En effet, à mesure que les revenus augmentent, la consommation n'augmente pas proportionnellement et lorsque les revenus chutent, la consommation ne diminue pas proportionnellement, car les personnes cherchent à protéger leurs normes de consommation antérieures. La courbe de la fonction de consommation CC 'qui mesure MPC et les pentes des lignes OA et OB qui donnent l’APC (c.-à-d. C / Y) aux points A et B respectivement sont illustrées à la figure 9.3, tandis que la pente de la courbe La fonction de consommation linéaire CC 'reste constante.

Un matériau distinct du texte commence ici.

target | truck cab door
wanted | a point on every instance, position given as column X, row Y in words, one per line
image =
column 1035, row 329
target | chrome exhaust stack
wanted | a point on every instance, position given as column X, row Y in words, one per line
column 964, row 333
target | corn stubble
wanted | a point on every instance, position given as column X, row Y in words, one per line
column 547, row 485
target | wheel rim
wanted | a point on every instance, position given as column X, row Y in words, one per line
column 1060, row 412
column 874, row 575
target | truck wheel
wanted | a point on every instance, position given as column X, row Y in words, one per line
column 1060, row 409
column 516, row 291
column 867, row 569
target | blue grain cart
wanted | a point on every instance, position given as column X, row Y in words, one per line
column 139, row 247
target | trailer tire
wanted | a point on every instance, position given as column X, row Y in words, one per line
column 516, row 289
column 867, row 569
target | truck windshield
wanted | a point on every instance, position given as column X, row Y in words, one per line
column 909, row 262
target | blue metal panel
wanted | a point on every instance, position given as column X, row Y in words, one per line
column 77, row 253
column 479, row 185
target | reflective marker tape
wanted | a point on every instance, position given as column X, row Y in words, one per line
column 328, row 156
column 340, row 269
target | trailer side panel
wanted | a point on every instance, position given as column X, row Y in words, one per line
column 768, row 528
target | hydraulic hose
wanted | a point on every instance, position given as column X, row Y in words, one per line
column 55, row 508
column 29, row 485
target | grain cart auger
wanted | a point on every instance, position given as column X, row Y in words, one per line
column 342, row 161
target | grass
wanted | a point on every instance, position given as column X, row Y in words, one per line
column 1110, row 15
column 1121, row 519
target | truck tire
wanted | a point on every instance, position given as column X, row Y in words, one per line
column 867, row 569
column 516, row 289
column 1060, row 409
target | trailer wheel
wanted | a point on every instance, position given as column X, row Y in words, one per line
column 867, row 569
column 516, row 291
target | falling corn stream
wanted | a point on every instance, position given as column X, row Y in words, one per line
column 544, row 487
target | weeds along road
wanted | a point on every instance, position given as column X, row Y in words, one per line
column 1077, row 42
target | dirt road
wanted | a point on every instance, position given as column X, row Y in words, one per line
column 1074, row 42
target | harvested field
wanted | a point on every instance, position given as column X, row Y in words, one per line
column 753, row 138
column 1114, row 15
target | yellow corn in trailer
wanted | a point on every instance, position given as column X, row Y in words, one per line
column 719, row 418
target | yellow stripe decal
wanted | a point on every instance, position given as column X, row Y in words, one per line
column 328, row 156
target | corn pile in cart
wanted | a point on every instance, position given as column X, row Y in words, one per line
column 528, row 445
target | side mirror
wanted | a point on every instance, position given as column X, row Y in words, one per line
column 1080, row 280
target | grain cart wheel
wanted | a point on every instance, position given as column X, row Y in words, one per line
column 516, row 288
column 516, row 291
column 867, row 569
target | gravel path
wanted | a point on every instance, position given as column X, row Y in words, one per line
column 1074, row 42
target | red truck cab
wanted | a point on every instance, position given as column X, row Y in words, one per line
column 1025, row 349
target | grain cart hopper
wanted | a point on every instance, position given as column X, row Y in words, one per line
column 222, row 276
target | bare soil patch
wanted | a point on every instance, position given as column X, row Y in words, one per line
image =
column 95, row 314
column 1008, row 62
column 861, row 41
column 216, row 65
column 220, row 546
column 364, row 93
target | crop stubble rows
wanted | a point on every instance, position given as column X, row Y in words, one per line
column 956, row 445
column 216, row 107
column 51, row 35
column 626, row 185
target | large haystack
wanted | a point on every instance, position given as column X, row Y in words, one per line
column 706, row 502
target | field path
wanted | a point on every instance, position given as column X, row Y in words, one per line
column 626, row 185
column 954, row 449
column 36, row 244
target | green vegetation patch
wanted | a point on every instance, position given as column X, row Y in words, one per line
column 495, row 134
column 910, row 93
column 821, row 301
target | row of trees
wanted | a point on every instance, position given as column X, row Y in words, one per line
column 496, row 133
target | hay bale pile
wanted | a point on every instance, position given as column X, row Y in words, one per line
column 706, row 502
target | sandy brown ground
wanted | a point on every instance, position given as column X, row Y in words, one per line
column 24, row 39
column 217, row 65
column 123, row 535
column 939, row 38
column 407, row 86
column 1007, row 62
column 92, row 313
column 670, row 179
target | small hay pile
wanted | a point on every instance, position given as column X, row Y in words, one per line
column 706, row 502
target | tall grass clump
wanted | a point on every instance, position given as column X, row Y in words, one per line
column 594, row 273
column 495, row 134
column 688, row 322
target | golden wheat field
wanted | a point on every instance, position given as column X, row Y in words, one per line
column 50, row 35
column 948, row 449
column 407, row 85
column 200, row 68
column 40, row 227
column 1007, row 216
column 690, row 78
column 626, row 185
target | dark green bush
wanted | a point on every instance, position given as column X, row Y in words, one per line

Sur la figure 9.3, nous avons montré une fonction de consommation linéaire avec un terme d'interception. Dans cette forme de fonction de consommation linéaire, bien que la propension marginale à consommer (AC / AF) soit constante, la propension moyenne à consommer (C / F) diminue avec l'augmentation du revenu indiquée par les pentes des lignes OA et OB à des niveaux des revenus F et F 2 respectivement.

La ligne droite OB tirée de l'origine indiquant la propension moyenne à consommer au niveau de revenu supérieur F 2 a une pente relativement moins grande que la ligne droite tirée de l'origine au point / t au niveau de revenu inférieur F r La baisse de la propension moyenne à consommer à mesure que le revenu augmente, la proportion du revenu épargné augmente avec l'augmentation du revenu national du pays.

Ce résultat découle également des études sur les budgets familiaux de différentes familles à différents niveaux de revenus. La fraction des revenus consacrés à la consommation par les familles riches est inférieure à celle des familles pauvres. En d’autres termes, les familles riches épargnent une plus grande proportion de leurs revenus que les familles pauvres.

L’hypothèse d’une diminution de la propension moyenne à consommer est une partie importante de la théorie keynésienne du revenu et de l’emploi. Cela implique qu'à mesure que les revenus augmentent, une proportion de plus en plus grande du revenu national sera épargnée. Par conséquent, pour atteindre et maintenir l'équilibre au niveau de revenu du plein emploi, il est nécessaire d'investir une proportion croissante du revenu national.

Si des opportunités d'investissement suffisantes ne sont pas disponibles, l'économie se trouverait alors en difficulté et dans ce cas, il ne serait pas possible de maintenir le plein emploi, car la demande globale ne sera pas suffisante pour la production de plein emploi.

Sur la base de cette proportion croissante de l’épargne avec l’augmentation des revenus et, partant, de l’apparition du problème de l’insuffisance de la demande, certains économistes keynésiens ont fondé la théorie de la stagnation séculaire sur le déclin de leur propension à consommer.